PORTRAIT – A 16 ans, la skateuse Laurine Lemieux cumule les titres et se projette déjà vers une carrière internationale.

Un nom de famille qui semble lui être prédestiné: Lemieux. Car Laurine, de son prénom, ne se se contente pas d'être «juste» une bonne skateuse. La jeune Havraise veut être la meilleure. Et à seulement 16 ans, elle truste les podiums de toutes les compétitions auxquelles elle participe. Triple championne de France en titre (street, bowl et rampe), elle s'est aussi offert son premier titre international à Marseille en juin dernier. Laurine s'est en effet imposée sur la Sosh Freestyle Cup, une étape du circuit Coupe du monde de bowl.

Ce souvenir restera à n'en pas douter indélébile, non seulement grâce à son sacre, mais aussi à cause d'une mauvaise chute. «Le risque de blessure, je n'y pense jamais et j'avais plutôt été épargnée jusque-là. Mais à Marseille je me suis ouvert la tête et j'ai fini avec 4 points de suture! Cela ne m'a pas empêchée d'être à nouveau sur mon skate juste après mon passage à l'hôpital», raconte-t-elle. Pas de quoi calmer les ardeurs de cette surdouée de la planche à roulettes, donc.

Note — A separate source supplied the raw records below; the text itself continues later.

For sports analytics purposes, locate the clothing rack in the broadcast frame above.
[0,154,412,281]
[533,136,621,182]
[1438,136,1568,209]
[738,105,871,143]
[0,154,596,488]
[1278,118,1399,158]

Un rêve de carrière aux États-Unis

Car Laurine ne compte pas en rester là. Elle ne cache pas son rêve de partir un jour aux Etats-Unis, la Mecque du skateboard. Elle espère y suivre les traces de Leticia Bufoni ou tenter une carrière comme celle promise à Alana Smith, ses deux rideuses préférées. «J'aimerais partir là-bas après mon bac, parce que je ne pense pas pouvoir vivre du skate en France. Ni même en Europe d'ailleurs! Et je voudrais pouvoir continuer à voyager un peu partout grâce à mon sport», confie-t-elle.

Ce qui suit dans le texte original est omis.